Marine marchande : Les salaires de Hong Kong et les subventions de Paris25/03/20052005Journal/medias/journalnumero/images/2005/03/une1912.jpg.445x577_q85_box-0%2C104%2C1383%2C1896_crop_detail.jpg

Leur société

Marine marchande : Les salaires de Hong Kong et les subventions de Paris

La France, après bien d'autres pays européens, s'apprête à créer un nouveau pavillon de complaisance: le «registre international français» en plus de celui, déjà existant des îles Kerguelen. Il s'agit pour les armateurs d'additionner les avantages du pavillon de complaisance (les salaires du Tiers Monde) avec ceux du pavillon national (les subventions qu'un État riche offre à sa bourgeoisie).
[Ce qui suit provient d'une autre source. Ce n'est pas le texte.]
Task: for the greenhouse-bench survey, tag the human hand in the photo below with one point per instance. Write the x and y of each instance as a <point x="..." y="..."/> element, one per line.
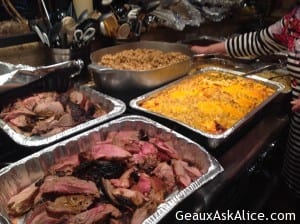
<point x="295" y="105"/>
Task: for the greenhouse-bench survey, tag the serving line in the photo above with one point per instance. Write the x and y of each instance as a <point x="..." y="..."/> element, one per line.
<point x="236" y="161"/>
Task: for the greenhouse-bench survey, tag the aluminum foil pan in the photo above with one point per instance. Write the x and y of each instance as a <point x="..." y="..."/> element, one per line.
<point x="14" y="76"/>
<point x="114" y="106"/>
<point x="213" y="140"/>
<point x="24" y="172"/>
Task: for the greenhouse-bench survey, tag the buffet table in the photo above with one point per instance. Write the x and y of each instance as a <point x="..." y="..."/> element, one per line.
<point x="237" y="161"/>
<point x="238" y="157"/>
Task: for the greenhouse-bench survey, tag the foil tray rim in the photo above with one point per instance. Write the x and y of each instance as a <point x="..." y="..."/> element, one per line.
<point x="164" y="208"/>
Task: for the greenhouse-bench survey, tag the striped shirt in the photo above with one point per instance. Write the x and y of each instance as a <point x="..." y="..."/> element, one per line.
<point x="282" y="36"/>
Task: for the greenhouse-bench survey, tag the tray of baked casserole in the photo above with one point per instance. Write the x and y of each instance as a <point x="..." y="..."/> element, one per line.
<point x="213" y="102"/>
<point x="128" y="170"/>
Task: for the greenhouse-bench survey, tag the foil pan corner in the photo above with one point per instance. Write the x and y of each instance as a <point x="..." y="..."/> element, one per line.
<point x="24" y="172"/>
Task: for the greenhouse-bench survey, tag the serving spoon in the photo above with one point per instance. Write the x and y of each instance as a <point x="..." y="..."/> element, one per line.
<point x="263" y="68"/>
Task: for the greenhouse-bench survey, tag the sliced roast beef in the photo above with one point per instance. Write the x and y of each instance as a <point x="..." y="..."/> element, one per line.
<point x="143" y="212"/>
<point x="43" y="126"/>
<point x="68" y="185"/>
<point x="165" y="147"/>
<point x="23" y="201"/>
<point x="70" y="204"/>
<point x="53" y="131"/>
<point x="192" y="171"/>
<point x="39" y="215"/>
<point x="95" y="169"/>
<point x="143" y="185"/>
<point x="97" y="214"/>
<point x="128" y="197"/>
<point x="109" y="152"/>
<point x="124" y="136"/>
<point x="48" y="109"/>
<point x="107" y="188"/>
<point x="166" y="174"/>
<point x="6" y="116"/>
<point x="158" y="190"/>
<point x="19" y="121"/>
<point x="65" y="166"/>
<point x="147" y="148"/>
<point x="77" y="97"/>
<point x="181" y="176"/>
<point x="146" y="162"/>
<point x="124" y="180"/>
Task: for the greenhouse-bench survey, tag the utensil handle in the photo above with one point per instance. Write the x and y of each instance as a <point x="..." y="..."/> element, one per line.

Les chiffres donnés par le ministère de la Mer sont choquants: un porte-conteneurs enregistré en France revient à 9300 dollars par jour; enregistré aux îles Kerguelen (pavillon de semi-complaisance français, permettant d'embarquer 65% de marins étrangers), il coûte 7800 dollars par jour; avec un équipage mixte polonais-chinois, le prix tombe à 4330 dollars; et avec un équipage entièrement chinois, à 3400 dollars. Pour un cargo de 170000 tonnes, le coût passe de 6415 dollars par jour, en appliquant le droit du travail français, à 1423 dollars par jour en appliquant l'absence de droit du travail de Hong Kong. Cette baisse de salaire ne s'applique pas seulement aux marins, mais à tout le personnel embarqué. Pour les bateaux de croisière, cela peut représenter plus d'un millier de travailleurs (cuisiniers, blanchisseurs, femmes de chambre...), les armateurs transportant ainsi sur les océans de véritables villages de vacances flottants qui, vu les salaires modiques de leurs employés, procurent des profits faciles à leurs propriétaires.

Cette course au profit par la baisse des salaires se double, comme dans les usines, d'une course aux économies sur la sécurité. Cela se solde parfois par des marées noires, des dégazages en mer qui polluent encore plus, mais aussi par des naufrages. En moyenne, ceux-ci font 1600 disparus par an, pour 930000 marins au long cours de par le monde.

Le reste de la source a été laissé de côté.